Nesse texto, o autor reorienta o leitor no processo de leit...
Certa vez, eu jogava uma partida de sinuca, e só havia a bola sete na mesa. De modo que a mastiguei lentamente saboreando-lhe os bocados com prazer. Refiro-me à refeição que havia pedido ao garçom. Dei-lhe duas tacadas na cara. Estou me referindo à bola. Em seguida, saí montando nela e a égua, de que estou falando agora, chegou calmamente à fazenda de minha mãe. Fui encontrá-la morta na mesa, meu irmão comia-lhe uma perna com prazer e ofereceu-me um pedaço: “Obrigado”, disse eu, “já comi galinha no almoço”.
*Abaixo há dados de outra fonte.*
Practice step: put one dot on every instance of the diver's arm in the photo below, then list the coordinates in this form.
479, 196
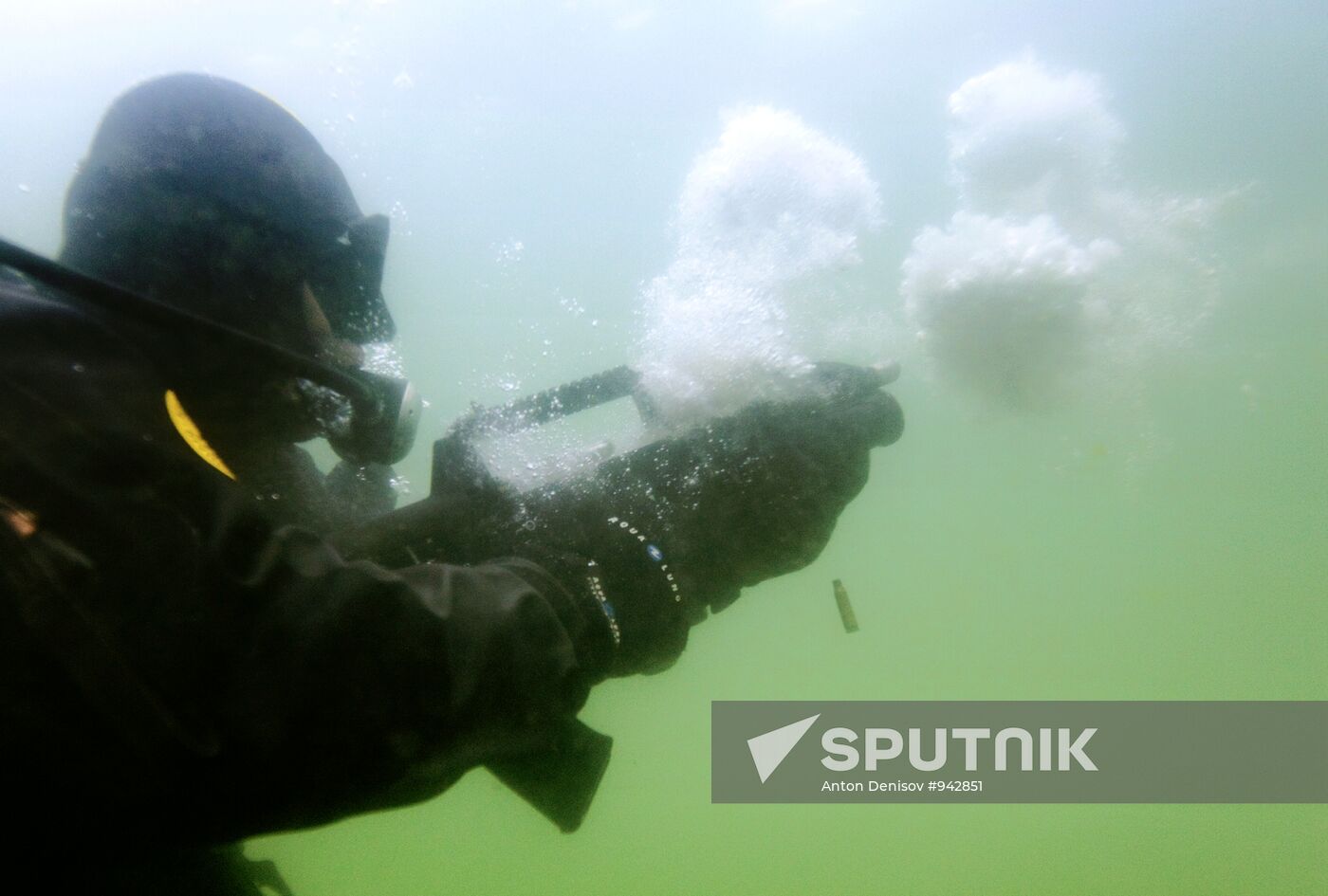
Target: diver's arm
361, 689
Logo em seguida, chegou minha mulher e deu-me na cara. Um beijo, digo. Dei-lhe um abraço. Fazia calor. Daí a pouco minha camisa estava inteiramente molhada. Refiro-me a que estava na corda secando, quando começou a chover. Minha sogra apareceu para apanhar a camisa.
Não tive remédio senão esmagá-la com o pé. Estou falando da barata que ia trepando na cadeira. Malaquias, meu primo, vivia com uma velha de oitenta anos. A velha era sua avó, esclareço.
Malaquias tinha dezoito filhos, mas nunca se casou. Isto é, nunca se casou com uma mulher que durasse mais de um ano. Agora, sentado à nossa frente, Malaquias fura o coração com uma faca. Depois corta as pernas e o sangue do porco enche a bacia.
Nos bons tempos passeávamos juntos. Eu tinha um carro. Malaquias tinha uma namorada. Um dia rolou a ribanceira. Me refiro a Malaquias. Entrou pela pretória adentro arrebentando porta e parou resfolegante junto do juiz pálido de susto. Me refiro ao carro. E a Malaquias.
FERNANDES, M. Trinta anos de mim mesmo. São Paulo: Abril Cultural, 1973.